FypML Version 6
Post date: Nov 15, 2011 5:03:15 PM
Applicable to: Phyplot versions 1.0.1 (06 Dec 2006) through 1.0.7 (25 Feb 2007).
The old pointSet, multiSet, and series elements have been replaced by a single trace node, a presentation element which defines how a referenced data set is rendered in a graph. The trace element's type attribute defines its display mode; four display modes are supported: polyline mode, in which the data points are connected by a polyline, possibly adorned with marker symbols and/or error bars; multitrace mode, in which a collection of polylines represents individual data sets, with another polyline tracing the average across those sets; errorband mode, in which polylines are drawn for the nominal trace, +1STD, and -1STD, with the band between the two standard-deviation polylines optionally filled with a solid color; and histogram mode, in which the data set is rendered as a histogram, possibly (but rarely) adorned with marker symbols and error bars. The trace element has most of the attributes of the old series element, with some exceptions and a few additions. The dx attribute is gone -- this is considered an attribute of the data itself, not its presentation. The x0 attribute is now called xoff and is accompanied by a new yoff attribute, allowing the user to apply arbitrary x- and y-offsets to the referenced data. The data set itself is now stored separately (see below), and referenced by the trace element's new src attribute.
Separation of data storage from data presentation. The root figure node now contains a single mandatory ref node, which is always its last child. The ref element has no attributes; it merely serves as a container for any number of set nodes. This is where "locally stored data sets" are kept in the Phyplot document. [Eventually, Phyplot will support remote data sources -- hence the term "local" to refer to data stored within the document itself.] As before, the data is stored in the text content of the set node as a comma-separated list of datum tuples, where each such tuple is a whitespace-separated list of one or more floating-point numbers.
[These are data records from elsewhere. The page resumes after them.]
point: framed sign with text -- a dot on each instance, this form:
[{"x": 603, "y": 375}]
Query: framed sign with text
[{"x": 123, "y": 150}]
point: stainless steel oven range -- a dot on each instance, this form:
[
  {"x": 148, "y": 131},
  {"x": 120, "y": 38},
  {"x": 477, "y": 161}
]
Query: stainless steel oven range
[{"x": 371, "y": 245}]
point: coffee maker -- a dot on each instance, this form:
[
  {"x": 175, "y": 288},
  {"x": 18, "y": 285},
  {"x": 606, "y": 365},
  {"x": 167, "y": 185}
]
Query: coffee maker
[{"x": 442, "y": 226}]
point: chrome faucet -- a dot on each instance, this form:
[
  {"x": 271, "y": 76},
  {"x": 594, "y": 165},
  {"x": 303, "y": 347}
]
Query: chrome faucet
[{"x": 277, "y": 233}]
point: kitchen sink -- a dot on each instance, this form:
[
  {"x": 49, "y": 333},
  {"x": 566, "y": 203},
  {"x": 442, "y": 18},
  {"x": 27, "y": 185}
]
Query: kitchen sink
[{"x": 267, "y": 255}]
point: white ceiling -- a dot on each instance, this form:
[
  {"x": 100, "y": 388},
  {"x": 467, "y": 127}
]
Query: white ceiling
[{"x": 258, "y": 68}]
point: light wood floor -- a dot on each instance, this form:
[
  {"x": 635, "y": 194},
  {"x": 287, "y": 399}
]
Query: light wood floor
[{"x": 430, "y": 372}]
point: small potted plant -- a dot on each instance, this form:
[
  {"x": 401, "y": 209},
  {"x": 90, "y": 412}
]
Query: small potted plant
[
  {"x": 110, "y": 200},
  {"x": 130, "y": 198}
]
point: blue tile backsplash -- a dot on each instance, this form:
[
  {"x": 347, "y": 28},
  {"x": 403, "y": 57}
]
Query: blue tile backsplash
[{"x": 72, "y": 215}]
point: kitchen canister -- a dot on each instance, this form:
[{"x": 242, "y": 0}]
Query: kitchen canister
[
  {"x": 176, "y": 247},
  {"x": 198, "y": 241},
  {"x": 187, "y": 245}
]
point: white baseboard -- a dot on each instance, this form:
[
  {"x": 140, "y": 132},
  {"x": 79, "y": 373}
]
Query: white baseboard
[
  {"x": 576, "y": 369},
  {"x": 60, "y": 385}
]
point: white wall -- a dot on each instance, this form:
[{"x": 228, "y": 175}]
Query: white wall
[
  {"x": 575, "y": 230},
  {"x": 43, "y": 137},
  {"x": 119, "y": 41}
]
Additional info about the set is specified in three attributes. The required id attribute is a non-empty string with no whitespace that serves as an identifier for the data set: a trace element references a local set with id=myset by setting its src attribute to #myset. The fmt attribute indicates the data set format -- pointset, series, multiset, or multiseries. The pointset format corresponds directly to the now-obsolete pointSet element, where each tuple is a list of 2-6 numbers: x y [yStd ye xStd xe]. The series format corresponds directly to the old series element, where each tuple is a list of 1-3 numbers: y [yStd ye]. The multiset format is a more general version of the old multiSet element's format. Here each tuple is a list of 2 or more floating-point numbers: x y1 [y2 y3 ...]. All tuples should have the same length, but if that is not the case, the minimum tuple length determines the number of individual sets in the collection (the extra numbers in the longer tuples are simply ignored). Note that, for generality's sake, the format permits a collection that defines only a single point set! Finally, the multiseries format is new -- it is essentially a sampled multiset. Each tuple is a list of 1 or more floating-point numbers: y1 [y2 y3 ...]. For the two sampled formats, the set element's optional dx attribute indicates the sample interval for the x-coordinate; its implicit value is 1.
The function element no longer has the skip attribute. It was superfluous since the dx can really serve the same purpose. During migration, if a function element is encountered with skip !=1, then the element's dx attribute is simply adjusted to the value dx = dxOld*skipOld.